Designing Routing Keys for Database Sharding in an Order Platform
The article explains how to choose and implement routing keys for database sharding in an online food ordering system, covering supported scenarios, user‑side and merchant‑side keys, single‑ and multi‑database strategies, and the impact on data distribution and query efficiency.
Overview After splitting databases and tables, the first problem is selecting a routing key that exists uniquely in each table and ensures even data distribution. For large‑scale archival workloads, timestamps can serve as routing keys, creating tables per month or quarter to keep historical data less frequently accessed.

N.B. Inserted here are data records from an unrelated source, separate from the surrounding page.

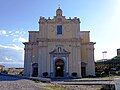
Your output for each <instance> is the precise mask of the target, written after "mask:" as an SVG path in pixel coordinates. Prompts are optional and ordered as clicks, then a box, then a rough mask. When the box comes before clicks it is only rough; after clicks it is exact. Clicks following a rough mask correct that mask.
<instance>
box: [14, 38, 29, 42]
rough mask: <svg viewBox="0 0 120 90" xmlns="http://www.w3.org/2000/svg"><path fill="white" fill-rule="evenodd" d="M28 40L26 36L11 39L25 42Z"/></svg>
mask: <svg viewBox="0 0 120 90" xmlns="http://www.w3.org/2000/svg"><path fill="white" fill-rule="evenodd" d="M27 41H28V40H27V39H26V38H23V37H18V38H15V39H13V42H27Z"/></svg>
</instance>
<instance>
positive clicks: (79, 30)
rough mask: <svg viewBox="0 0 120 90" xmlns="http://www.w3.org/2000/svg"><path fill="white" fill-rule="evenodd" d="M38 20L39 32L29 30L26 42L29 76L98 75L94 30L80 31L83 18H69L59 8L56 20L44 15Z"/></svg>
mask: <svg viewBox="0 0 120 90" xmlns="http://www.w3.org/2000/svg"><path fill="white" fill-rule="evenodd" d="M38 23H39V31H29V41H28V42H24V43H23V44H24V45H25V48H24V75H25V76H28V77H45V76H47V77H50V78H58V77H59V78H67V77H73V76H76V77H78V78H81V77H85V76H89V75H92V76H95V64H94V44H95V42H90V31H81V30H80V23H81V22H80V19H79V18H77V17H74V18H68V19H67V18H66V17H65V16H63V11H62V10H61V9H60V8H58V9H57V10H56V15H55V16H54V17H53V18H52V19H51V18H50V17H49V18H48V19H46V18H45V17H40V19H39V22H38Z"/></svg>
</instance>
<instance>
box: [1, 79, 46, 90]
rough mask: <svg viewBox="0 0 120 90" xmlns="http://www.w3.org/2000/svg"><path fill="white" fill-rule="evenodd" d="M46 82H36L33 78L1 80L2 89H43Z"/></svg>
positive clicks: (35, 89)
mask: <svg viewBox="0 0 120 90" xmlns="http://www.w3.org/2000/svg"><path fill="white" fill-rule="evenodd" d="M44 86H45V85H44V83H39V85H38V84H37V83H35V82H34V81H31V80H25V79H21V80H16V81H0V90H43V89H44Z"/></svg>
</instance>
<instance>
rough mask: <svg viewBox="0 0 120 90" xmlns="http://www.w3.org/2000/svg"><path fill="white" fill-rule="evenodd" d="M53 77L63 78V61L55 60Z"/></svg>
mask: <svg viewBox="0 0 120 90" xmlns="http://www.w3.org/2000/svg"><path fill="white" fill-rule="evenodd" d="M55 76H56V77H64V61H63V60H61V59H57V60H56V62H55Z"/></svg>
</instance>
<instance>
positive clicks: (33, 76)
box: [32, 63, 38, 77]
mask: <svg viewBox="0 0 120 90" xmlns="http://www.w3.org/2000/svg"><path fill="white" fill-rule="evenodd" d="M37 76H38V63H33V64H32V77H37Z"/></svg>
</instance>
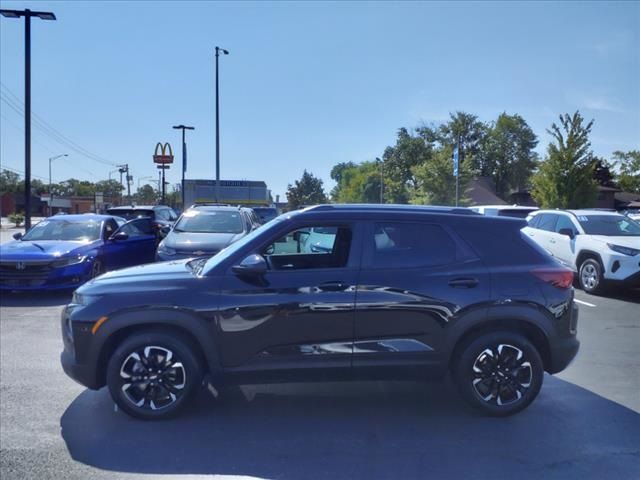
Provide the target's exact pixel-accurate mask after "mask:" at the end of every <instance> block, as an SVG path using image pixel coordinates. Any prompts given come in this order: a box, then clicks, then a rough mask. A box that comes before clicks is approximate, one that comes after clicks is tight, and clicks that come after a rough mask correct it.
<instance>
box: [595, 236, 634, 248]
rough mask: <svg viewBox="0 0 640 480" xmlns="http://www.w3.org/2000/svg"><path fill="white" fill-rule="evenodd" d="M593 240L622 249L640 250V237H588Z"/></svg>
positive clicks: (606, 236) (614, 236)
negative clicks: (609, 244) (623, 248)
mask: <svg viewBox="0 0 640 480" xmlns="http://www.w3.org/2000/svg"><path fill="white" fill-rule="evenodd" d="M590 237H591V238H592V239H593V240H596V241H598V242H602V243H611V244H613V245H620V246H622V247H629V248H640V237H623V236H620V237H616V236H608V235H590Z"/></svg>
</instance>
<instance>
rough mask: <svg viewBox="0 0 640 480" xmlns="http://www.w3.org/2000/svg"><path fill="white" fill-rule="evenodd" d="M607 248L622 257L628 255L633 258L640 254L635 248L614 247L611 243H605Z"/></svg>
mask: <svg viewBox="0 0 640 480" xmlns="http://www.w3.org/2000/svg"><path fill="white" fill-rule="evenodd" d="M607 247H609V248H610V249H611V250H613V251H614V252H618V253H622V254H623V255H629V256H631V257H635V256H636V255H638V254H639V253H640V250H638V249H637V248H630V247H623V246H622V245H614V244H613V243H607Z"/></svg>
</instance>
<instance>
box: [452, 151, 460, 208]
mask: <svg viewBox="0 0 640 480" xmlns="http://www.w3.org/2000/svg"><path fill="white" fill-rule="evenodd" d="M459 170H460V169H459V149H458V145H456V146H455V147H453V176H454V177H456V207H457V206H458V199H459V198H460V197H459V195H460V192H459V189H460V181H459V179H460V171H459Z"/></svg>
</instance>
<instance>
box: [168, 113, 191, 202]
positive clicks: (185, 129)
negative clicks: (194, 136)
mask: <svg viewBox="0 0 640 480" xmlns="http://www.w3.org/2000/svg"><path fill="white" fill-rule="evenodd" d="M173 128H175V129H176V130H182V183H181V184H180V192H181V193H182V210H184V209H185V207H184V174H185V173H186V171H187V143H186V142H185V140H184V131H185V130H195V128H194V127H186V126H184V125H175V126H174V127H173Z"/></svg>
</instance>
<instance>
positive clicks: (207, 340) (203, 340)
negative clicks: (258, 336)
mask: <svg viewBox="0 0 640 480" xmlns="http://www.w3.org/2000/svg"><path fill="white" fill-rule="evenodd" d="M140 332H164V333H170V334H173V335H176V336H179V337H181V338H182V339H183V340H184V341H185V342H186V343H187V344H188V345H189V346H190V347H191V348H193V349H195V353H196V356H197V357H198V359H199V360H200V361H201V363H202V368H203V373H205V374H207V373H210V374H212V375H215V374H217V373H219V371H220V370H221V363H220V359H219V357H218V349H217V348H216V344H215V340H214V335H215V333H214V329H213V325H212V324H208V323H207V322H206V321H205V320H204V319H203V318H202V317H198V316H196V315H195V314H193V313H190V312H185V311H180V310H175V309H166V308H162V309H151V308H146V309H144V310H137V311H129V312H125V313H122V314H119V315H118V314H116V315H113V316H112V317H109V318H108V320H107V321H105V322H104V324H103V325H102V326H101V327H100V328H99V330H98V331H97V335H96V336H97V337H98V338H97V340H99V345H97V346H98V347H99V348H96V350H95V354H94V362H95V363H94V365H96V381H97V383H98V385H100V386H103V385H105V384H106V373H107V364H108V361H109V358H110V357H111V355H112V354H113V352H114V351H115V349H116V348H117V347H118V345H120V344H121V343H122V342H123V341H124V340H125V339H126V338H128V337H129V336H131V335H133V334H136V333H140Z"/></svg>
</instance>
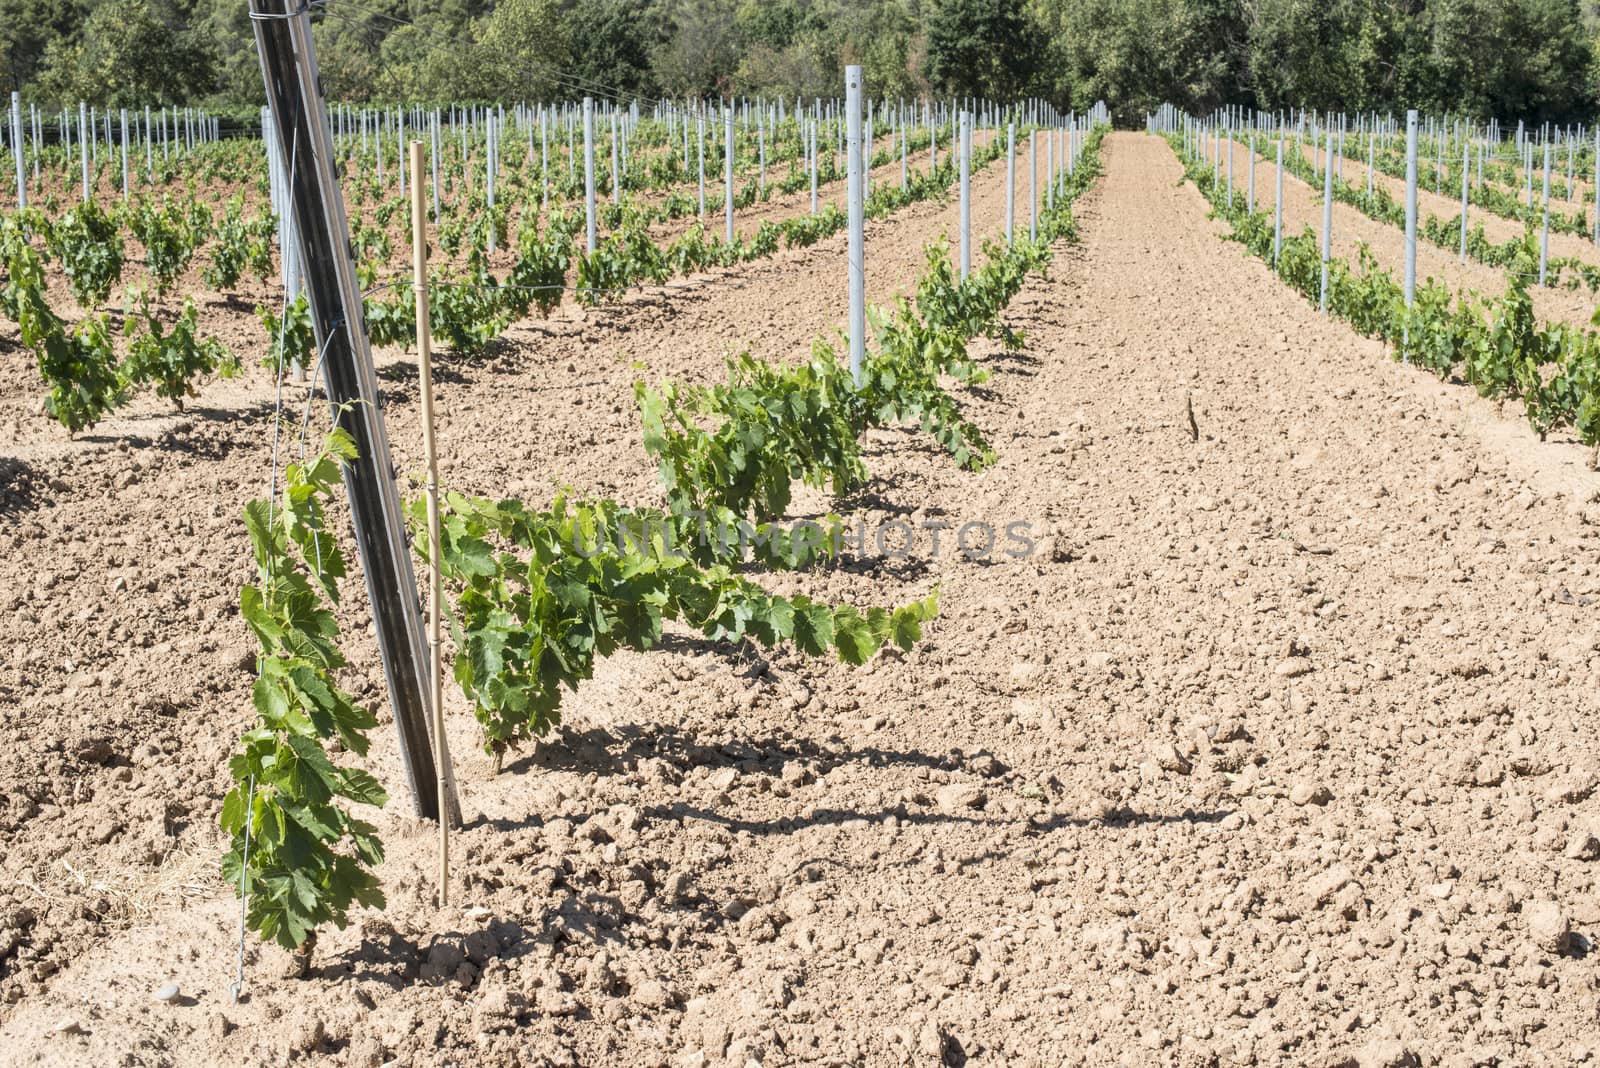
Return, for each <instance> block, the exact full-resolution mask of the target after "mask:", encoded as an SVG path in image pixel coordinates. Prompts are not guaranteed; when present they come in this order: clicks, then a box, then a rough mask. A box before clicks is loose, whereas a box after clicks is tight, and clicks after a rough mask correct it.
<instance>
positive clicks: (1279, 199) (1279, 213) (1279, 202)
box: [1272, 128, 1283, 267]
mask: <svg viewBox="0 0 1600 1068" xmlns="http://www.w3.org/2000/svg"><path fill="white" fill-rule="evenodd" d="M1282 253H1283V130H1282V128H1280V130H1278V171H1277V179H1275V184H1274V192H1272V265H1274V267H1277V265H1278V256H1280V254H1282Z"/></svg>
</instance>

Supported Scenarios In a food‑order platform, users need real‑time order status, while merchants require order information for analysis and decision‑making. The system must handle queries that may span multiple tables due to sharding.
Routing Strategy Random insertion into tables forces queries to scan all tables, which is inefficient. By defining deterministic routing rules—such as hashing a known key—both insertion and query can target the appropriate table, reducing complexity.
User‑Side Routing Key Using the user ID as the routing key ensures that all data for a given user resides in the same table. In a single‑database setup, the user_id is hashed and modulo‑ed by the number of tables to determine the target table.
In a multi‑database, multi‑table architecture, the hash of user_id first determines the database, then the hash (or division) determines the specific table within that database.
Merchant‑Side Routing Key A separate set of tables is designed for merchants (B‑side). The merchant ID serves as the routing key, following the same hashing/modulo logic as the user side, ensuring consistent routing for both parties.
The complete data flow diagram illustrates how orders are routed from user creation, through message queues, to the appropriate merchant database, using identical routing strategies on both sides.
The key takeaway is that routing keys should be closely related to business entities (e.g., user ID, merchant ID) and processed via hash modulo operations to achieve balanced distribution across shards.